Denn genau das tun wir Pflegefachpersonen.

Es ist die Pflegefachperson, die Frischoperierte überwachen.

Es sind die Pflegefachpersonen, die bei einem Volumenverlust und den damit zusammen hängenden Blutdruckabfall als erste reagieren

Es sind die Pflegefachpersonen, die den durchgebluteten Verband bemerken.

Es sind die Pflegefachpersonen, die allergische Reaktionen auf Medikamente oder Bluttransfusionen als erste registrieren.

Es sind die Pflegefachpersonen, die eine Atemnot bemerken und erste Schritte einleiten.

Es sind die Pflegefachpersonen, die um frühe Mobilisation, besorgt sind, um Thrombosen und ihre Folgen zu verhindern.

Es sind die Pflegefachpersonen, welche die Hautverhältnisse überwachen, damit Dekubiti vermeiden, sowie Hauterkrankungen wie Pilze oder ähnliches erkennen.

Es sind die Pflegefachpersonen, die an den heissen Tagen darum besorgt sind, dass alte Menschen genügend Flüssigkeit erhalten.

Es sind die Pflegefachpersonen, die bemerken, wenn aus einer Drainage nicht die Flüssigkeit herauskommt, die laut seiner Lage normal wäre.

Es sind die Pflegefachpersonen, welche die Suizidgefahr bei psychisch kranken Menschen einschätzen und sie, wenn nötig in Sicherheit bringen.

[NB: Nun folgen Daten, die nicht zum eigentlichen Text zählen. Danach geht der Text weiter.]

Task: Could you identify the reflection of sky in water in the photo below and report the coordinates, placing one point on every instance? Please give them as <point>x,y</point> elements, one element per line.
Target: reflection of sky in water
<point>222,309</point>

Es sind Pflegefachpersonen, die in der Psychiatrie akute Krisen auffangen. Und Menschen in solchen Krisen durch ihre persönliche Hölle begleiten.

Es sind die Pflegefachpersonen, die bei einem Herzkreislaufstillstand mit der Reanimation beginnen, bis das REA – Team da ist.

 

Wir sind der Unterschied zwischen würdigem oder unwürdigem Leben und Sterben“

Es sind die Pflegefachpersonen, die Sterbende und ihre Angehörigen bis zum letzten Atemzug und darüber hinaus begleiten. Die dafür sorgen, dass Sterbende keine Angst, keine Schmerzen und keinen Durst leiden müssen.

Es sind die Pflegefachpersonen, die sich darum kümmern, dass Inkontinenzeinlagen gewechselt werden, dass demente Menschen, die Toilette finden, dass von Kot und Urin verschmutzte Betten frisch bezogen werden.

Es sind die Pflegefachpersonen, die bei depressiven Menschen so lange dran bleiben, bis diese die Kraft aufbringen, ihre persönliche Körperpflege durchzuführen.

Es sind die Pflegefachpersonen, welche die Autonomie von pflegebedürftigen Menschen wahren.

Das alles und noch viel mehr tun Pflegefachpersonen. Sie tun es, unter massivem Zeit – und Kostendruck, der häufig ungefiltert an sie abgegeben wird.

Dies alles zu tun, erfordert nicht nur ein fundiertes Fachwissen und Können, es erfordert auch Herz und seelische Substanz.

 

Wie viele dieser «Unterschiede» weiterhin in unserem Gesundheitswesen tätig sein wollen und können, darum geht es am 28. November. Wie dieser «Unterschiede» ihren Dienst tun können, wie es für ein würdiges Leben und Sterben notwendig ist, darum geht es am 28. November. Dass diese «Unterschiede» gesund sein und ihre Leistungen voll abrufen können, darum geht es am 28. November.

Wir können jetzt in diese abstrakte Zahlenwelt abdriften, weil viele das besser ertragen können. Weil es einfacher ist, zu sagen: «Das können wir uns nicht leisten», anstatt zuzugeben: «Wir sind nicht bereit für einen wirklichen Game Change im Gesundheitswesen.»